# Cross correlation exercise

This exercise focuses on the use of cross correlation of similar waveforms. The first example uses the cross correlation to enhance the pick of a seismic onset.

In signal processing, cross-correlation is a measure of similarity of two series as a function of the displacement of one relative to the other. This is also known as a sliding dot product or sliding inner-product. It is commonly used for searching a long signal for a shorter, known feature. In seismology cross-correlation is used to compare seismograms from the same event recorded at different stations. It can give information about differences due to longer wave distances or different wave paths. 
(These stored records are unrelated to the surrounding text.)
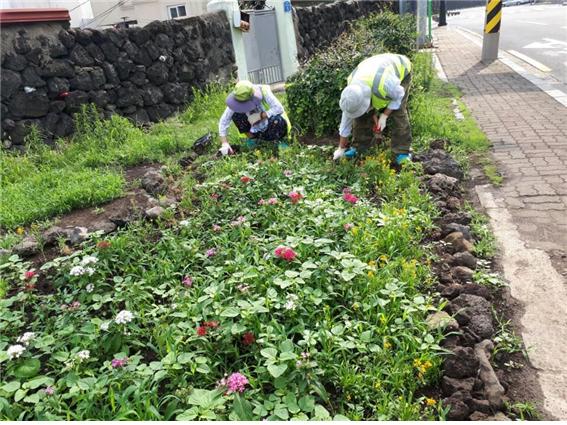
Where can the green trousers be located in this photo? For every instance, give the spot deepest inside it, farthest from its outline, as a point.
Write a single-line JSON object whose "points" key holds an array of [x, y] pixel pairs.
{"points": [[363, 137]]}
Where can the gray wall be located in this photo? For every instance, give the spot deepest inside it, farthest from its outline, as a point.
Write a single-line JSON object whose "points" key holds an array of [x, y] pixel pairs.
{"points": [[145, 74], [318, 25]]}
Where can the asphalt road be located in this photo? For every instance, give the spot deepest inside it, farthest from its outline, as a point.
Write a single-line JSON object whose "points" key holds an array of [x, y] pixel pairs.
{"points": [[537, 31]]}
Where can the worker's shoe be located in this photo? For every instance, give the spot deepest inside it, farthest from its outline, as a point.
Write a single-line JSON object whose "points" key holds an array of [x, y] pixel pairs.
{"points": [[403, 157], [350, 153]]}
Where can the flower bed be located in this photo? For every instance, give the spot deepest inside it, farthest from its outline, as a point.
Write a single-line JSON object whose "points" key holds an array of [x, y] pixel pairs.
{"points": [[295, 290]]}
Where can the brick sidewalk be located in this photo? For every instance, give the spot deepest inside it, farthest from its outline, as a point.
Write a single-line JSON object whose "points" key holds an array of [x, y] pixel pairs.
{"points": [[528, 131]]}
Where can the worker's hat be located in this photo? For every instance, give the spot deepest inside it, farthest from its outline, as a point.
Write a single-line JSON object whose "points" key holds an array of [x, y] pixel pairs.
{"points": [[244, 98], [355, 99]]}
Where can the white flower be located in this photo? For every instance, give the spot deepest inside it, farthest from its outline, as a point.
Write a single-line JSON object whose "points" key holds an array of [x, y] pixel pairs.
{"points": [[77, 271], [15, 351], [26, 338], [89, 259], [83, 355], [291, 302], [124, 317]]}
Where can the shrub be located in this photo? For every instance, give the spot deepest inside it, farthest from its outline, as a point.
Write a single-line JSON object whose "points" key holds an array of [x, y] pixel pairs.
{"points": [[313, 93]]}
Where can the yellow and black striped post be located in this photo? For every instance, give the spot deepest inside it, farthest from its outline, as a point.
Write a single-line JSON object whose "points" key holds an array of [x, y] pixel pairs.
{"points": [[491, 30]]}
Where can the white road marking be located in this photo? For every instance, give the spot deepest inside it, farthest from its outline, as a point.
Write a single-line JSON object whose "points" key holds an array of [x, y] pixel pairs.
{"points": [[532, 23], [531, 61]]}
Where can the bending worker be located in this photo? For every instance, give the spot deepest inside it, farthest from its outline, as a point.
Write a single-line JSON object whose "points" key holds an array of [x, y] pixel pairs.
{"points": [[377, 90], [257, 114]]}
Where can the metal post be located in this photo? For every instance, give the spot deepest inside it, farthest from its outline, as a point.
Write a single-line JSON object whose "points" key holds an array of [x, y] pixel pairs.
{"points": [[421, 23], [442, 13], [491, 31]]}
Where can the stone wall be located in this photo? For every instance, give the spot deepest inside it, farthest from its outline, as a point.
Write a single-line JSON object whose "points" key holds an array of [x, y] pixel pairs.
{"points": [[317, 26], [145, 74]]}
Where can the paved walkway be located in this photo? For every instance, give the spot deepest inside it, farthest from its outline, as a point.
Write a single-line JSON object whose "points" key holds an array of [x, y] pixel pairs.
{"points": [[528, 130]]}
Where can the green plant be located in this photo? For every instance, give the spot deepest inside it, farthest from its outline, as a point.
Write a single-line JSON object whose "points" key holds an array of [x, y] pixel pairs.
{"points": [[314, 91]]}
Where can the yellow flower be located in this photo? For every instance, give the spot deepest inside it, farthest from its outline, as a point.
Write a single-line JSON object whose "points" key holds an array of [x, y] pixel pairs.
{"points": [[430, 401]]}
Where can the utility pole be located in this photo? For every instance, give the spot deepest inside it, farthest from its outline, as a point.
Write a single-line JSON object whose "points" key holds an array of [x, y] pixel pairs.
{"points": [[491, 31], [442, 13]]}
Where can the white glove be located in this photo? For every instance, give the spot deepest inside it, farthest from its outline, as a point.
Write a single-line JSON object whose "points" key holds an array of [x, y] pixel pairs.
{"points": [[225, 149], [339, 153], [382, 121]]}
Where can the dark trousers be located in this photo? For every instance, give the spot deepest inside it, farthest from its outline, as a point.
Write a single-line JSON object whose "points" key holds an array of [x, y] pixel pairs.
{"points": [[276, 130], [363, 137]]}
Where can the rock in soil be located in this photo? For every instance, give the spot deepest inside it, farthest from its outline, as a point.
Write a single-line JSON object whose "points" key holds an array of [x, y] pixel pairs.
{"points": [[465, 259], [478, 416], [153, 182], [27, 247], [438, 161], [462, 363], [441, 320], [493, 391], [458, 243], [441, 183], [459, 410], [78, 235], [155, 212], [456, 227], [453, 385], [462, 273], [475, 313]]}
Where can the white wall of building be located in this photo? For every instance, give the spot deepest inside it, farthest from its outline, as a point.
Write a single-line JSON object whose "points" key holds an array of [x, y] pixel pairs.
{"points": [[80, 10]]}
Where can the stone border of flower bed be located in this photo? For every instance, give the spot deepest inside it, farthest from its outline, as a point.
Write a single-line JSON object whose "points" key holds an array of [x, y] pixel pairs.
{"points": [[469, 385]]}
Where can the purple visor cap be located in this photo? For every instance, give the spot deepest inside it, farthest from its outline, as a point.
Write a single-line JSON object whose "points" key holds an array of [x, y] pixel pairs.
{"points": [[243, 107]]}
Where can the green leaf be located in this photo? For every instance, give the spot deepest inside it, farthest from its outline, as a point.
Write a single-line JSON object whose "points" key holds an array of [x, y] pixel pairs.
{"points": [[307, 403], [230, 312], [27, 369], [269, 353], [242, 408], [10, 387], [277, 370]]}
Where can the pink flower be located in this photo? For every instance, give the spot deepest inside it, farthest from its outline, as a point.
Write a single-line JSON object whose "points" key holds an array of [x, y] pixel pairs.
{"points": [[187, 281], [295, 197], [118, 363], [349, 197], [236, 383], [285, 253]]}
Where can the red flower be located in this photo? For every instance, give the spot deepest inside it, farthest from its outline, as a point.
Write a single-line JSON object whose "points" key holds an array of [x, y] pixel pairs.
{"points": [[295, 197], [349, 197], [103, 244], [248, 338], [285, 253], [213, 324]]}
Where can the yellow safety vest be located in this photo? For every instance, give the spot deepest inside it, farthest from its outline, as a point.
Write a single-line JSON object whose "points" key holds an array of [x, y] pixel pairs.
{"points": [[375, 70], [267, 107]]}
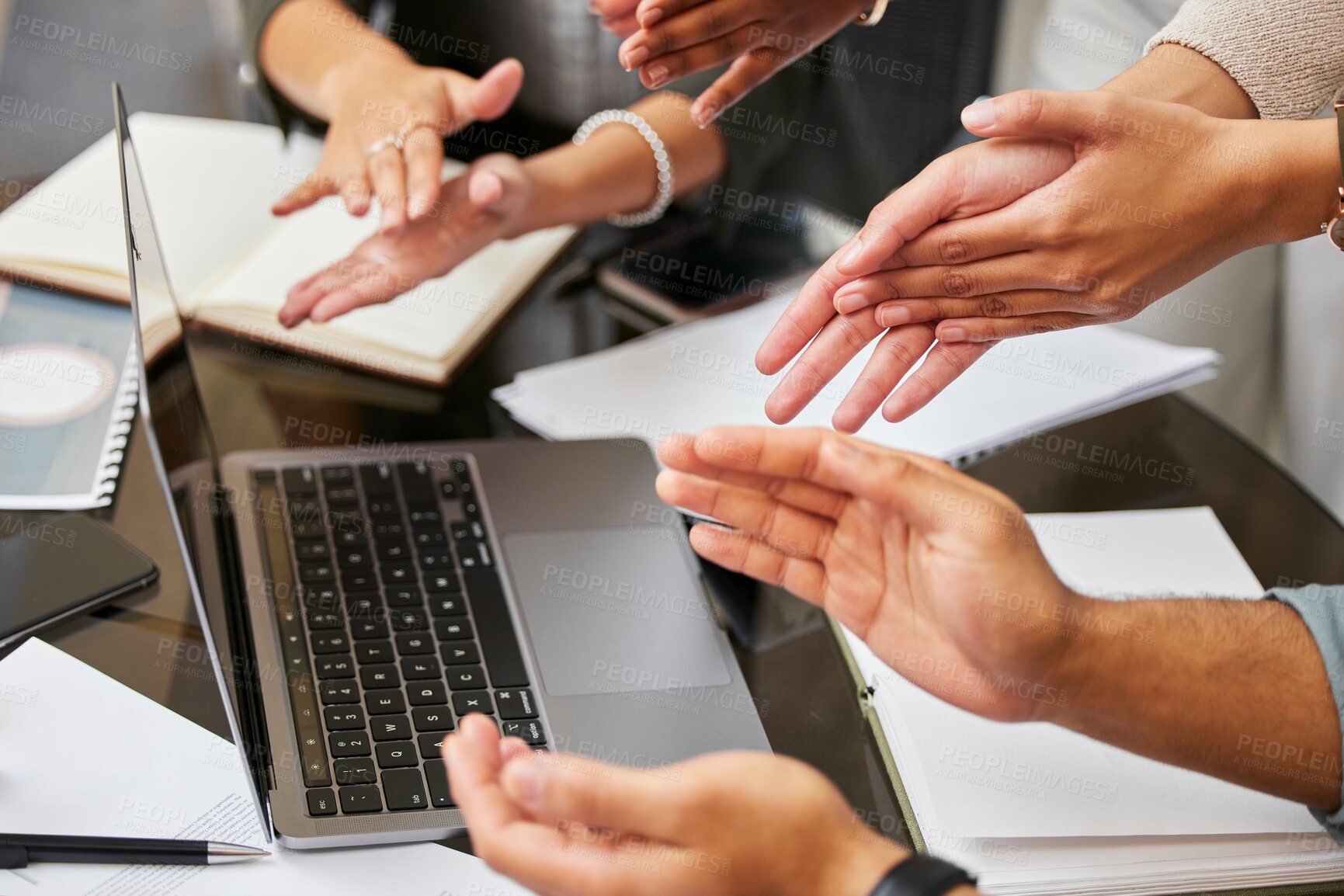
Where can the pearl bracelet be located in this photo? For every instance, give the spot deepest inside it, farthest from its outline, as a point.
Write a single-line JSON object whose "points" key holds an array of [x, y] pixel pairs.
{"points": [[660, 155]]}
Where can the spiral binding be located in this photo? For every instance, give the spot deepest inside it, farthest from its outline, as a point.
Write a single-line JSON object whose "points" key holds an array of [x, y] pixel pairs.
{"points": [[119, 430]]}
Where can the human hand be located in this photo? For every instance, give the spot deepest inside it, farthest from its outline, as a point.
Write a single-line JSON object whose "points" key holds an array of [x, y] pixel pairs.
{"points": [[1156, 194], [906, 552], [961, 186], [724, 824], [371, 101], [669, 40], [474, 210]]}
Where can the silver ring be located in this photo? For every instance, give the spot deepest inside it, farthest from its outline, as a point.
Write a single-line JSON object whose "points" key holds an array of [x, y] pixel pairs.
{"points": [[390, 140]]}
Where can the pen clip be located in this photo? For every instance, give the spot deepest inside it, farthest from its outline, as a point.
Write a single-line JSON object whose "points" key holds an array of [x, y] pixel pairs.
{"points": [[14, 857]]}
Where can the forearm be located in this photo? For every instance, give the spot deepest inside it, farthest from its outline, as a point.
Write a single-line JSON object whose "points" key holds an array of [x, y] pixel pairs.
{"points": [[309, 49], [1172, 73], [1230, 688], [613, 172]]}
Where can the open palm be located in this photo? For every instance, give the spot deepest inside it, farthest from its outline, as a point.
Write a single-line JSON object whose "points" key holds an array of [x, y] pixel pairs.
{"points": [[902, 550]]}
For seismograms recorded at two Stations (1,2), the cross-correlation is defined as

$$\begin{equation}  f_{21}(t)=\int_{- \infty}^\infty f_2(\tau)f_1(\tau + t)d\tau \end{equation} $$

where $t$ is the displacement, also known as lag.

In the frequency range the equation is

\begin{equation}
  F_{21}(\omega)=F_2(\omega)F_1^\ast (\omega) \quad.
\end{equation}

$F_1^\ast $ denotes the complex conjugate of $F_1$. In an autocorrelation, which is the cross-correlation of a signal with itself, there will always be a peak at a lag of zero, and its size will be the signal energy. Furthermore, the definition of correlation always includes a standardising factor in such a way that correlations have values between âˆ’1 and +1.

As an example, consider two real valued functions $f_1$ and $f_2$ differing only by an unknown shift along the x-axis. One can use the cross-correlation to find how much $f_2$ must be shifted along the x-axis to make it identical to $f_1$. The formula essentially slides the $f_2$ function along the x-axis, calculating the integral of their product at each position. When the functions match, the value of $f_{21}(t)$ is maximized.

We will use this to detect the nuclear weapons tests of the DPRK (North Korea) in the recordings of station BUG. The largest event from Sep. 3, 2017 is used as template event.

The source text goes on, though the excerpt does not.